Admittedly, I was half hoping for something more than its most obvious agenda, comprising an offbeat dissection of societal and personal attitudes to relationships as they encompass themes of conformity and expectation. At times, The Lobster comes self-consciously close to exclaiming “I’m mental, I am”, in danger of unravelling its entire conceit. Mostly, though, its wilful battiness tends to win out.


Farrell’s David, having been dumped for another man by his wife, is consigned to a hotel with a company of socially unacceptable singles, where he has 45 days to pair up or he will be transformed into an animal of his choice (the crustacean of the title). In order to successfully couple they must find a common characteristic or interest that marks them as a match, which leads to various ruses by way of attempting to hoodwink an intended and avoid a bestial demise.

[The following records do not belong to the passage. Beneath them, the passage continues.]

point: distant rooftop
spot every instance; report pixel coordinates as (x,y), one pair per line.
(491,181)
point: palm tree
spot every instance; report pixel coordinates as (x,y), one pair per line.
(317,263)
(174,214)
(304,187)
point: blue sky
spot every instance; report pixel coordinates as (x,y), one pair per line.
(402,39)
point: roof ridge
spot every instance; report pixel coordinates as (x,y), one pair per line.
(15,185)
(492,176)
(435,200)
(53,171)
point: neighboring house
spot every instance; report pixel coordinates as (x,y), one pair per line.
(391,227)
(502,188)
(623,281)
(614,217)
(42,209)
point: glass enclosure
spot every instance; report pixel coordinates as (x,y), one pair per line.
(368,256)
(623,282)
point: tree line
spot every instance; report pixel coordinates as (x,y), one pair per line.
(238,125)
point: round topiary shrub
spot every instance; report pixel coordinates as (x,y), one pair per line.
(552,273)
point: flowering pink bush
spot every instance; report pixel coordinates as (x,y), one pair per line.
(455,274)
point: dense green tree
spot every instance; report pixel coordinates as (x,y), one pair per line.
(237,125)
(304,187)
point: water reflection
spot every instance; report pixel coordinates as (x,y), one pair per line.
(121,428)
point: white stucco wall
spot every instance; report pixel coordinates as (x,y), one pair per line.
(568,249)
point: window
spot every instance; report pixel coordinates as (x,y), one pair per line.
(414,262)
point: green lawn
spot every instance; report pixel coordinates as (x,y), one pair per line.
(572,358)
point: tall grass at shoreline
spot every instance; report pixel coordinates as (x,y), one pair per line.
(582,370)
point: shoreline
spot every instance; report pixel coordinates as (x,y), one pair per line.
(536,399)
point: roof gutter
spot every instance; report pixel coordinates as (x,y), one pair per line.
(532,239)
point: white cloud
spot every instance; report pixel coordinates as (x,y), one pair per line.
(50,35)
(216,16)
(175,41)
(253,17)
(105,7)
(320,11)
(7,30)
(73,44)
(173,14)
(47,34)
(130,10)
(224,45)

None of the characters are named aside from David, so Ashley Jensen (of Extras; she’s suffered enough, having to regularly perform opposite Gervais) is the Biscuit Woman, while Jon C Reilly is the Lisping Man, Ben Whishaw the Limping Man, and Angeliki Papoulia the Heartless Woman. The latter is particularly adept at delaying transformation through success in regular hunting parties for loaners (for which they receive additional days suspending their sentence). She’s also central to one of the most malignantly amusing passages, as David attempts to “woo” her by pretending to be entirely unaffected and completely disinterested in the welfare of others.


Limping Man has, through the subterfuge of portraying the same malady as Nosebleed Woman (Jessica Barden), forestalled an animal fate, but things aren’t going very well between them so they have been given a daughter (in an example of how obvious the picture’s nudges can be, it is noted of problem relationships, “That usually helps a lot”). David kicks her, advising “Now you’ll have a limp and be more like your father”. Subsequently, the sequence where the Heartless Woman tests David’s resolve is much less funny.

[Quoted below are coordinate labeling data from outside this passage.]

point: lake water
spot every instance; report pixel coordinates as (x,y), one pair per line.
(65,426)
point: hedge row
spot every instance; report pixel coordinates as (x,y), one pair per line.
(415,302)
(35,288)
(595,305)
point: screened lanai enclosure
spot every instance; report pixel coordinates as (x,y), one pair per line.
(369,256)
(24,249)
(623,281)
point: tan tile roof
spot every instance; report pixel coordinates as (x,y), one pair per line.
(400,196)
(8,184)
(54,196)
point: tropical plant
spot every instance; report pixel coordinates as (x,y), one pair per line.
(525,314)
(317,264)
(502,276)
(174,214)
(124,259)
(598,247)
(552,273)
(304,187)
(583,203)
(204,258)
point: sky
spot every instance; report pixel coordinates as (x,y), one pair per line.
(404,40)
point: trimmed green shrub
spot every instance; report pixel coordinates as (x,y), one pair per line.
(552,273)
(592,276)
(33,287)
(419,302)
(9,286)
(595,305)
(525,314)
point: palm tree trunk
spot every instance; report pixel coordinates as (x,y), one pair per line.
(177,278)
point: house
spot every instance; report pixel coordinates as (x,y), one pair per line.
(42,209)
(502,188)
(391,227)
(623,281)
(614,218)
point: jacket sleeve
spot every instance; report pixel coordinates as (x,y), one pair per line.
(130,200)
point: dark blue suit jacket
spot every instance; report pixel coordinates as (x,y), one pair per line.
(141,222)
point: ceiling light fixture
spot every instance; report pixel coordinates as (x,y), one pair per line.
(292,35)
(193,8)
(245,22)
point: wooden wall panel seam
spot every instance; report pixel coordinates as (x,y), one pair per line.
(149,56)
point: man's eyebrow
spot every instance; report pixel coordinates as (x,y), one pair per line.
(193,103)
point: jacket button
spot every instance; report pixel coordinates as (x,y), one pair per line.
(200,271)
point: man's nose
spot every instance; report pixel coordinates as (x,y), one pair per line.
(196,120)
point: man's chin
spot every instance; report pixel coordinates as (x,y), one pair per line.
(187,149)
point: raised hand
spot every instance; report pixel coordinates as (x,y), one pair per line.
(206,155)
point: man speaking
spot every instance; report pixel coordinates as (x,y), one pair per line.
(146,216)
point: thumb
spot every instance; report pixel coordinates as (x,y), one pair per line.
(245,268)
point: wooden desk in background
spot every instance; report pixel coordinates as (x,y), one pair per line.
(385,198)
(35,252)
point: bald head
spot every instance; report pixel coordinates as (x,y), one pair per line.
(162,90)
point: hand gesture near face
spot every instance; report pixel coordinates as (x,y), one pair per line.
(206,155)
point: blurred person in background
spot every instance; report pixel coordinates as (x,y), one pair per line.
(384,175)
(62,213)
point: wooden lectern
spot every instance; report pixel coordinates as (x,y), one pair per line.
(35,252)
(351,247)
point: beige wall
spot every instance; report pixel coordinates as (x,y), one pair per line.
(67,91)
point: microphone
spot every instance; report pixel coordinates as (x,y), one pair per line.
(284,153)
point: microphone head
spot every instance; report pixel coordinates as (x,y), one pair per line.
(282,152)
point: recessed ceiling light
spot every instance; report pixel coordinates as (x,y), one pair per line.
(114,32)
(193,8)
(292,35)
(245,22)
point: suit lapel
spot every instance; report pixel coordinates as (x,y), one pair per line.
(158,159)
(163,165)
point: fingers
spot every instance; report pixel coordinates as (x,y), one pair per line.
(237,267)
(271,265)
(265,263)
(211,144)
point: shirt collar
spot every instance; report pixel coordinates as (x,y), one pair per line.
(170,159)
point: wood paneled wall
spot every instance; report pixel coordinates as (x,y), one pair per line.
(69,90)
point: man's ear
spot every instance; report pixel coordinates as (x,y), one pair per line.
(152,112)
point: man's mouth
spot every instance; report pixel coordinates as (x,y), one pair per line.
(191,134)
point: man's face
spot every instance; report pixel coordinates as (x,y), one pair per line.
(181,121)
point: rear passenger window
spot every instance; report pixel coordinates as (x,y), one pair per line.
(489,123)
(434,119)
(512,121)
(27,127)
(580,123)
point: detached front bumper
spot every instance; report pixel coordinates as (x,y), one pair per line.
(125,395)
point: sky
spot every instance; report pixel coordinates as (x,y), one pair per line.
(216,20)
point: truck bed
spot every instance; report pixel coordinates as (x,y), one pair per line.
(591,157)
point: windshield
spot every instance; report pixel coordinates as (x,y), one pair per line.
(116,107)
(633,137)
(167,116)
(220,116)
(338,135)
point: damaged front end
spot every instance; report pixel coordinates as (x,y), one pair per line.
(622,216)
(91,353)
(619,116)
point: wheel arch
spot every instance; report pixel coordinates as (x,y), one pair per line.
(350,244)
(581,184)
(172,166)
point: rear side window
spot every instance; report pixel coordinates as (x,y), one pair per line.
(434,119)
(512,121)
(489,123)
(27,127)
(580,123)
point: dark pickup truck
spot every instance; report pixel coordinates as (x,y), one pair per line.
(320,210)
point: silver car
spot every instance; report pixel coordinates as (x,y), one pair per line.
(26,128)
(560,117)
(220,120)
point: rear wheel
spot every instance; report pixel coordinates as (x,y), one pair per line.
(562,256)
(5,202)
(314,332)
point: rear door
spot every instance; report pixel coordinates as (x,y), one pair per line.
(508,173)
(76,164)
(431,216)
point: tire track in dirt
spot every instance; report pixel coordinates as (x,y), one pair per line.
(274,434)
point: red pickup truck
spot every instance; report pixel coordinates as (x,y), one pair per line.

The loners are just as bad, as one would expect from a system inviting polarities. They encourage masturbation but are punitive towards intimate fraternisation, and the unsubtle gags come thick and fast (or maybe that should be slow and congealed?); “We dance by ourselves. That’s why we only play electronic music” advises Léa Seydoux’s psycho leader.


Rachel Weisz’s Short Sighted Woman has something in common with David (short-sightedness), who has fled the hotel, and they embark on an illicit, covert relationship. The loners’ punishments include the bizarre (a hot boiled egg under the armpit) and the horrifically cruel, just like the hoteliers (where Lisping Man has his fingers jammed in a toaster). 


Particularly so is Short Sighted Woman’s fate, compounded by David’s lack of conviction when it comes to the crunch; is this a lesson in essential selfishness overriding any fanciful ideas of “meant to be”? Is that why David is the only named character, because he’s important only unto himself (his brother, now a dumb animal its easier to care for unconditionally, is also named)? Like us all (as evidenced by the Hotel Manager’s – Olivia Coleman – husband when faced with an ultimatum).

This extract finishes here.